Jadi cukup 64 kg uranium-235 untuk menghancurkan Hiroshima.

Implosion-type itu khusus untuk plutonium-239. Karena pengotor plutonium-240 yang secara praktis tidak bisa dihilangkan, senjata model gun-type tidak bisa digunakan. Jadi perlu dibuat struktur baru, yakni plutonium-239 ditempelkan di sisi dalam struktur bola gemoy, dengan peledak di permukaan luarnya. Peledak itu kemudian akan mengompres plutonium ke pusat bola, meningkatkan kepadatan plutonium berkali lipat sehingga mencapai massa kritis, lalu DHUAR! Meledak.

Fat Man membutuhkan 6,4 kg plutonium-239 untuk menghancurkan Nagasaki, setara dengan massa kritis plutonium-239. Cuma 10% dari uranium-235. Artinya, plutonium-239 lebih psikopat.

Senjata termonuklir (atau sering disebut sebagai bom hidrogen), di sisi lain, adalah gabungan dari reaksi fisi dan fusi. Jadi, reaksi fisi dimulai dulu, biasanya pakai plutonium-239 dalam konfigurasi implosion-type. Nah, setelah meledak, di sekelilingnya pasti temperatur dan tekanan akan naik drastis. Nah, itu lingkungan yang sangat pas untuk memantik reaksi fusi, yang bahannya adalah litium-6 dan deuterium. Netron dari reaksi fusi akan menembak litium-6 dan menghasilkan tritium, lalu tritium itu akan berfusi dengan deuterium menjadi helium.

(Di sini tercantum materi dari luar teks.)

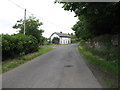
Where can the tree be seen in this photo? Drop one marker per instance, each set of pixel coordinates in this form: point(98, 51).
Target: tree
point(31, 28)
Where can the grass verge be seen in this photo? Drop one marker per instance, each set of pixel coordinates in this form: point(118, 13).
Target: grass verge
point(12, 63)
point(101, 63)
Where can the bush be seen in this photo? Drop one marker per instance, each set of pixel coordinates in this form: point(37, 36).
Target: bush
point(17, 45)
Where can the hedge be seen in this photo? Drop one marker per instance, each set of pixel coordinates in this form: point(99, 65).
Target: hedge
point(17, 45)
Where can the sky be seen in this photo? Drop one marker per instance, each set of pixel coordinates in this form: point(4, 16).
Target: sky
point(53, 16)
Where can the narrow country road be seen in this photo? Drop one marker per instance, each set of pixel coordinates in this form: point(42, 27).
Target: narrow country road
point(62, 67)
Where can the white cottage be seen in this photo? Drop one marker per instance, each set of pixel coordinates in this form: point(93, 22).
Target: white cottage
point(64, 38)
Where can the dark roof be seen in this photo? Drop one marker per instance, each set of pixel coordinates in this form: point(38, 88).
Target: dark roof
point(61, 34)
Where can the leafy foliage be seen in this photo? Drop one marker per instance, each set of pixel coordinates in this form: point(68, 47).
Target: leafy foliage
point(19, 44)
point(95, 18)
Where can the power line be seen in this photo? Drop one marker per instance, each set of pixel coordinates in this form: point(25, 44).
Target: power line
point(16, 4)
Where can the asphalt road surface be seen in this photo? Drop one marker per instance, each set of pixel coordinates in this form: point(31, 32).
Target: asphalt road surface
point(62, 67)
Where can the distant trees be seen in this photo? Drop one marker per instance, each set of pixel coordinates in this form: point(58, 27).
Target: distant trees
point(31, 28)
point(55, 40)
point(20, 44)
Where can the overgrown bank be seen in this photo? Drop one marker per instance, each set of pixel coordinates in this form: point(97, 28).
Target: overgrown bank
point(101, 61)
point(12, 63)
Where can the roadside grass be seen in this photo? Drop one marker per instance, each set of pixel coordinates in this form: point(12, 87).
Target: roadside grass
point(100, 62)
point(12, 63)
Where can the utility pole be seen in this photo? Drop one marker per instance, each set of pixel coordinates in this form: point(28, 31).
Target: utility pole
point(24, 20)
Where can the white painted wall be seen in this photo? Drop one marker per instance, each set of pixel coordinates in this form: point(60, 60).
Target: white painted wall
point(63, 40)
point(54, 35)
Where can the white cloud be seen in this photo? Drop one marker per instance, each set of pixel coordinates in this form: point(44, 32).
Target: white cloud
point(54, 18)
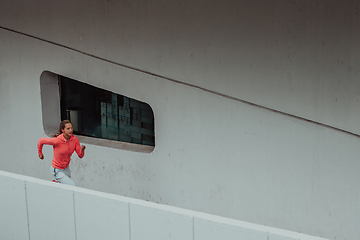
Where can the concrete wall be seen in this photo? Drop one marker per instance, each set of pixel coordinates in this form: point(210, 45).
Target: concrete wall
point(215, 73)
point(36, 209)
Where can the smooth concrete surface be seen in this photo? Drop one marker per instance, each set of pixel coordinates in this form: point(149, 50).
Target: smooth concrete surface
point(56, 211)
point(203, 67)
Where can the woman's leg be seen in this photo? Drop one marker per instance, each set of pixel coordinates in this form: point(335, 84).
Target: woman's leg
point(62, 176)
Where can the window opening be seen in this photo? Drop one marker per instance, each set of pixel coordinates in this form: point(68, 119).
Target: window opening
point(99, 113)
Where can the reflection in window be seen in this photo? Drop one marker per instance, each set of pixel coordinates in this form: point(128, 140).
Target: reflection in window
point(98, 113)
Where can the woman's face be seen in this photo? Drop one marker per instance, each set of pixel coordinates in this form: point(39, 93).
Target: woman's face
point(67, 130)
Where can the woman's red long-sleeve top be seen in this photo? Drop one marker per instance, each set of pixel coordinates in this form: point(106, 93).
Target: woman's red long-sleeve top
point(63, 149)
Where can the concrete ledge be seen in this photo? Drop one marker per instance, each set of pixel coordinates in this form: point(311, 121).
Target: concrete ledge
point(36, 209)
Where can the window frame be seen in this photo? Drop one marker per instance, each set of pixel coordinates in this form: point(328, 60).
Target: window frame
point(51, 115)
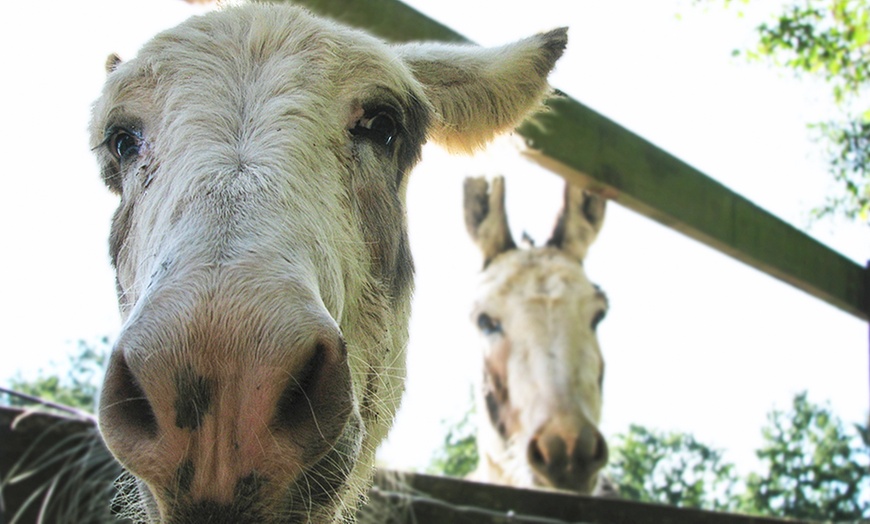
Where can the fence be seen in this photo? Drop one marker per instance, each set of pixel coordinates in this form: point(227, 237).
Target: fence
point(59, 468)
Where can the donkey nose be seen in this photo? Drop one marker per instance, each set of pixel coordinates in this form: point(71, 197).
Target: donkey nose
point(203, 415)
point(568, 456)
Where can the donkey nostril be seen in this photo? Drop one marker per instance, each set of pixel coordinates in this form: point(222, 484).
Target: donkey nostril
point(123, 403)
point(317, 391)
point(294, 405)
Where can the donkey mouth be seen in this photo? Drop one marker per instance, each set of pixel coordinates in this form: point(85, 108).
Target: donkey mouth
point(312, 497)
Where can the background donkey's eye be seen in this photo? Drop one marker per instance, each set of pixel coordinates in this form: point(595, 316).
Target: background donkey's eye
point(597, 319)
point(488, 325)
point(380, 127)
point(124, 144)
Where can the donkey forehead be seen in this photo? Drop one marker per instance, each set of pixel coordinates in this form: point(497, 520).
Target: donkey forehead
point(282, 55)
point(537, 274)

H-3 + H-2 -> He-4 + n + 17,6 MeV

Mengingat atom ringan yang berfusi itu sangat banyak, walau energi yang dilepaskan hanya 17,6 MeV, tingkat ledakannya jauh lebih besar daripada tahap fisi. Sehingga, kalau ledakan senjata nuklir itu masih jauh di bawah 1 megaton TNT, maka senjata termonuklir bisa jauh melebihi 1 megaton TNT.

Senjata termonuklir terbesar yang pernah diujiledak namanya Tsar Bomba, desain Uni Soviet, pada masa Perang Dingin. Ketika diledakkan, senjatanya sampai terdorong balik ke udara saking besarnya daya ledak Tsar Bomba, bahkan pilot yang menjatuhkannya hampir saja tidak selamat.

Yield ledakan Tsar Bomba itu 50 megaton TNT, atau setara dengan 865,2 miliar kg LPG. Jadi kalau diibaratkan, tata rapi 288,4 miliar tabung gas LPG 3 kg, lalu ledakkan semuanya berbarengan. Nah, kira-kira begitu bayangannya.

Senjata termonuklir tidak pernah digunakan di peperangan, lebih digunakan untuk untuk menakut-nakuti negara musuh alias deterrence. Saat ini pun, senjata nuklir sudah berevolusi desainnya sehingga lebih banyak ditujukan untuk menarget sasaran secara akurat ketimbang memberikan kerusakan secara luas di tengah kota.

Saat ini hanya sedikit negara yang memiliki senjata nuklir, yakni Amerika Serikat, Rusia, Cina, Inggris, Prancis, India, Pakistan, Korea Utara, dan entitas illegal zionis penjajah maniak genosida yang menyebut diri mereka sebagai Israel. Amerika Serikat dan Rusia terlibat dalam pelucutan sebagian senjata nuklir mereka, tapi inventori yang mereka miliki masih sangat banyak ketimbang negara-negara lainnya.

Jadi, kalau ditanyakan apakah nuklir = bom? Tidak juga, tapi memang bisa dibuat bom nuklir. Sama seperti api bisa dipakai untuk membakar rumah tetangga yang ketahuan jadi bandar judi, tapi jelas bukan hanya itu kegunaannya. Karena bakar sate kambing bumbu kecap pun bisa. Ditambah dengan Traktat Non-Proliferasi yang ditandatangani banyak negara dan keamanan nuklir yang makin kesini makin ketat, agaknya cukup mustahil negara-negara lain bisa membangun senjata nuklir sendiri dan mendeklarasikan sebagai new nuclear weapon state.